Москва город большой и единственный, который только на Руси может существовать: широкий, длинный, неправильный; город, который строили семь веков, в котором от каждого века что-нибудь осталось, смешалось, изменилось, но не истребилось и все вместе похоже на жилище богатого русского помещика нашего времени. Войдите в жилище этого помещика: тут Европа и Азия, все языки, все страны, все века; на чердаках гнездятся гувернер-француз, дядька-немец, нянька-англичанка; в передней ливреи прошлого века и жокейские курточки нынешнего; в буфетах саксонский фарфор, русские старинные серебряные кубки и китайские куклы; в гостиной говорят по-французски, в зале поют по-итальянски, в кабинете горюют по-русски. Так и в Москве есть все, старое и новое, родное и чужое, европейское и азиятское, великое и смешное. Громадных домов множество, и все они разбросаны; улицы огромные, и все кривые. Вот старое вековое здание, подле — палаты вельможи прошлого века, далее новый карточный домик с итальянским мезонином, от которого гниет кровля и в целом доме холодно; там сад, потом огромный казенный дом, далее пустырь и греческая табачная лавка, еще палаты; тут обгорелый при французах дом, хлебные лавки, французские моды, бульвар, церковь. Окрестности московские прелестны, но вы едва пройдете по дорогам от грязи и от того, что в одном месте мост сгнил, а пока делают новый, каменный великолепный мост, положены через ручей бревны, по которым и Киарини подумает, как перейти; там песок, тут ручей, через который нет перевоза. Зато полюбуйтесь Москвою издали, посмотрите на толпы народа, поглядите на пестроту, движение, прислушайтесь к стуку, колокольному звону, шуму, говору, взгляните на Кремль, на Красную площадь, и — вы согласитесь, что Москва — точная Русь: наш русский дух, наши недостатки и добродетели, русское худо и добро, огромность и слабость — все это, как будто живыми словами, вырезано на берегах Москвы и Яузы.

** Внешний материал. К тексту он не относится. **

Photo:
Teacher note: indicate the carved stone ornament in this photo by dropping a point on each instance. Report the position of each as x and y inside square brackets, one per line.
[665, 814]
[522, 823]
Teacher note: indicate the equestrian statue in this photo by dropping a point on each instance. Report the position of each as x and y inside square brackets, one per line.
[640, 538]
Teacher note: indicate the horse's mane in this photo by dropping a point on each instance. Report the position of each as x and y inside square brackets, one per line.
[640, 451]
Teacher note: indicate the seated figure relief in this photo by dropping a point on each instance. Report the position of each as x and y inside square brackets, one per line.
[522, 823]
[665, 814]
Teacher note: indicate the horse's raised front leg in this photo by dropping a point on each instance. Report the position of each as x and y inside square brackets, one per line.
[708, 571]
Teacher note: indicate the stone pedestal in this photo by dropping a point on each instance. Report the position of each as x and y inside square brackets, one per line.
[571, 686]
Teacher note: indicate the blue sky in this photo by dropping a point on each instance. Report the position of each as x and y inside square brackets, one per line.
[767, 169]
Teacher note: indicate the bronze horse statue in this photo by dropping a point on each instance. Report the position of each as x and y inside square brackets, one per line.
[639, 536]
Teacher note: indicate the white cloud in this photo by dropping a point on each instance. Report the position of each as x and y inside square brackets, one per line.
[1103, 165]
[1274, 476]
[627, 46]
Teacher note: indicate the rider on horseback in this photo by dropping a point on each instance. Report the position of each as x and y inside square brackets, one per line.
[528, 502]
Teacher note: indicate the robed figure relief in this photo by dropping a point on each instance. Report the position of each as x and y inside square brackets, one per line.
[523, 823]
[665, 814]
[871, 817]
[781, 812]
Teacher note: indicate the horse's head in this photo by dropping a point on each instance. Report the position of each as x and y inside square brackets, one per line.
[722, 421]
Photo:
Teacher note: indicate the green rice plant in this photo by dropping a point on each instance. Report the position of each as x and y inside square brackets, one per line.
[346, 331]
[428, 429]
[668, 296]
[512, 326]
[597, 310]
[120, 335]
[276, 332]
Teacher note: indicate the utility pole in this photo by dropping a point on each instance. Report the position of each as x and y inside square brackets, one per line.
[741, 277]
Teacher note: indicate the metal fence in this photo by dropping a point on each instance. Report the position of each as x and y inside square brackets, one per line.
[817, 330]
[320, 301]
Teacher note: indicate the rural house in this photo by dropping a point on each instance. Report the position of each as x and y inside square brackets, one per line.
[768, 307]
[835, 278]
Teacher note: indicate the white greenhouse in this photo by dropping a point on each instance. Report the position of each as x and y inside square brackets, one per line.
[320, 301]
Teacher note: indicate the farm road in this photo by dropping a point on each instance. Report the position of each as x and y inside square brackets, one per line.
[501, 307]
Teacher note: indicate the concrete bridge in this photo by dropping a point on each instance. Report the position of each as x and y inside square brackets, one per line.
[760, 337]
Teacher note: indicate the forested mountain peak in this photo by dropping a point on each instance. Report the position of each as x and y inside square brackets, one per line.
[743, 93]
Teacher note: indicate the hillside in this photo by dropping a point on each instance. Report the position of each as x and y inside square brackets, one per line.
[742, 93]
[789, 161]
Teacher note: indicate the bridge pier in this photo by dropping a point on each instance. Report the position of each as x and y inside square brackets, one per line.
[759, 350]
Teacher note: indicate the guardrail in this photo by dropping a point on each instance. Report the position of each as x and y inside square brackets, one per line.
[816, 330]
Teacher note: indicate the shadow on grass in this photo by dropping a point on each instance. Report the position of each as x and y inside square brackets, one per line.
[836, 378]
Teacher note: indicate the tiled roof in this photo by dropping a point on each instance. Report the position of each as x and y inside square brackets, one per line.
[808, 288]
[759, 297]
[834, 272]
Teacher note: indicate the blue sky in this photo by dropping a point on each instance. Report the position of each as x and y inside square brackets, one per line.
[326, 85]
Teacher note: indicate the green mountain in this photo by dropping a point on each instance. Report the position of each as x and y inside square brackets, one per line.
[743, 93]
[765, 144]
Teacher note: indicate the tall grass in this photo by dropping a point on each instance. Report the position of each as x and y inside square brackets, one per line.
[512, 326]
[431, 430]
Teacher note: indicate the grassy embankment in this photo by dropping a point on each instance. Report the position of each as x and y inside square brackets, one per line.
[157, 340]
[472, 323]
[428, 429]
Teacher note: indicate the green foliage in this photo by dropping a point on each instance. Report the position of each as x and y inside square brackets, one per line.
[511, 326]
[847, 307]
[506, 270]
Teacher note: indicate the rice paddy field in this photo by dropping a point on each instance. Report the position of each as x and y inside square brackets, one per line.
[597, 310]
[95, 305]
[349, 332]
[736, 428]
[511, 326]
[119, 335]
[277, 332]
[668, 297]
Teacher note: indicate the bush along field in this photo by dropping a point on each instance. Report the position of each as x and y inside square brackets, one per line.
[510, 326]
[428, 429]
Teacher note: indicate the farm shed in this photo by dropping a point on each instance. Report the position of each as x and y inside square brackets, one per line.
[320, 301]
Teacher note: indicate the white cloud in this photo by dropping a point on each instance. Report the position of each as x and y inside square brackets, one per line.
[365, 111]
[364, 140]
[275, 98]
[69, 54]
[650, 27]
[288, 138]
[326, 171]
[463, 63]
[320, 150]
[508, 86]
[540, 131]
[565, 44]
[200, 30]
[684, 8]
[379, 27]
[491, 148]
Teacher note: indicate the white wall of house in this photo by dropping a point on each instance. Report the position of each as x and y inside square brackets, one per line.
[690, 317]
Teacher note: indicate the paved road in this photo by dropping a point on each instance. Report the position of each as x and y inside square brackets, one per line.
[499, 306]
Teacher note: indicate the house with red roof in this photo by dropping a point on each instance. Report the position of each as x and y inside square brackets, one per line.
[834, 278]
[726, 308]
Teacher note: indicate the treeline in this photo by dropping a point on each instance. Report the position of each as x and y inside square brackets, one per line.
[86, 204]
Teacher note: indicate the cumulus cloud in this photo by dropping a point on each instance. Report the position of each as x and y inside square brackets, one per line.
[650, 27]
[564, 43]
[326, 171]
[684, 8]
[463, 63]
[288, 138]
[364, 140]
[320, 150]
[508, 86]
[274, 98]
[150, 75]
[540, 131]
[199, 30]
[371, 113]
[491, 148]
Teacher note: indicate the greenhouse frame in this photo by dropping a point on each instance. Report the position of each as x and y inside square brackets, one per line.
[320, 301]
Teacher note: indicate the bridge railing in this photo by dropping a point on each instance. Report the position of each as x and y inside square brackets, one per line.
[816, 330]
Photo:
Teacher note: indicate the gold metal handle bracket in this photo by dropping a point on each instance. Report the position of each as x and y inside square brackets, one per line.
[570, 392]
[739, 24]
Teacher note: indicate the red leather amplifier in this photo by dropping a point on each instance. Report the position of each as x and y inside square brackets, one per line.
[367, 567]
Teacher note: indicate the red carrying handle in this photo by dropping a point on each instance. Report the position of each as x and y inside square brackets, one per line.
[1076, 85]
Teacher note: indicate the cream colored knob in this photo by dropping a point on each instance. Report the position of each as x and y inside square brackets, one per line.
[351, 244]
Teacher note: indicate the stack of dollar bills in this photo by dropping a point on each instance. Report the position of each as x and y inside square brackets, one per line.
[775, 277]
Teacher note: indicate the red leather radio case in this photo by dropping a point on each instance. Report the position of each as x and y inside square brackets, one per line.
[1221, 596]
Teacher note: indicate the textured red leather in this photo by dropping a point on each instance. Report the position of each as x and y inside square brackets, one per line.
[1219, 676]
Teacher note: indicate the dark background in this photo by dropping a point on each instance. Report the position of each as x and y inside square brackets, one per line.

Такова Москва. Но что же Ванюша мог найти в Москве, увидеть, узнать? Не знаю, что найдет, но увидел и узнал он многое. Рано въезжая в Москву, он изумился, как тих, спокоен этот необозримый город: ни души по улицам, кроме дворников, булочников, будочников; ставни окон заперты, все спит; только не спала молитва благочестивых людей: церкви, мимо которых ехала телега наших странствователей, были отворены, сквозь двери их мелькали свечи перед иконами и слышалось священное пение. Долго из улицы в улицу поворачивал сопутник Ванюши. Вот миновались огромные здания, начались домишки, хуже, хуже, и Ванюша доехал почти вплоть до другой заставы. Телега остановилась перед старым деревянным домом; сопутник Ванюши встал, снял шляпу, помолился и начал отворять ворота: открылся длинный грязный двор, с обоих боков и с задней стороны обставленный высокими навесами на столбах. Множество лошадей стояло у колод, множество саней, дрожек, несколько карет было под навесами. Грустно посмотрел Ванюша вокруг и заглянул во двор. Ах! Москва издалека так хорошо белела, светлела, горела первыми лучами солнца, так изумляла его своими домами, храмами… Надобно же ему было проехать всю Москву и для чего? Чтобы на краю Москвы найти грязный, бедный приют! "Неужели это Москва?" — спрашивал Ванюша, смотря вокруг на бедные лавочки, народ засаленный и дурно одетый. Застава перед глазами казалась дурным предзнаменованием Ванюше, из-за нее как будто шептал ему голос: "Зачем ты пожаловал сюда, незваный гость? В одни двери ты въехал, вот другие: изволь выезжать! И без тебя тесно в Москве, и без тебя довольно искателей счастья гранят московскую мостовую ногами и колесами!"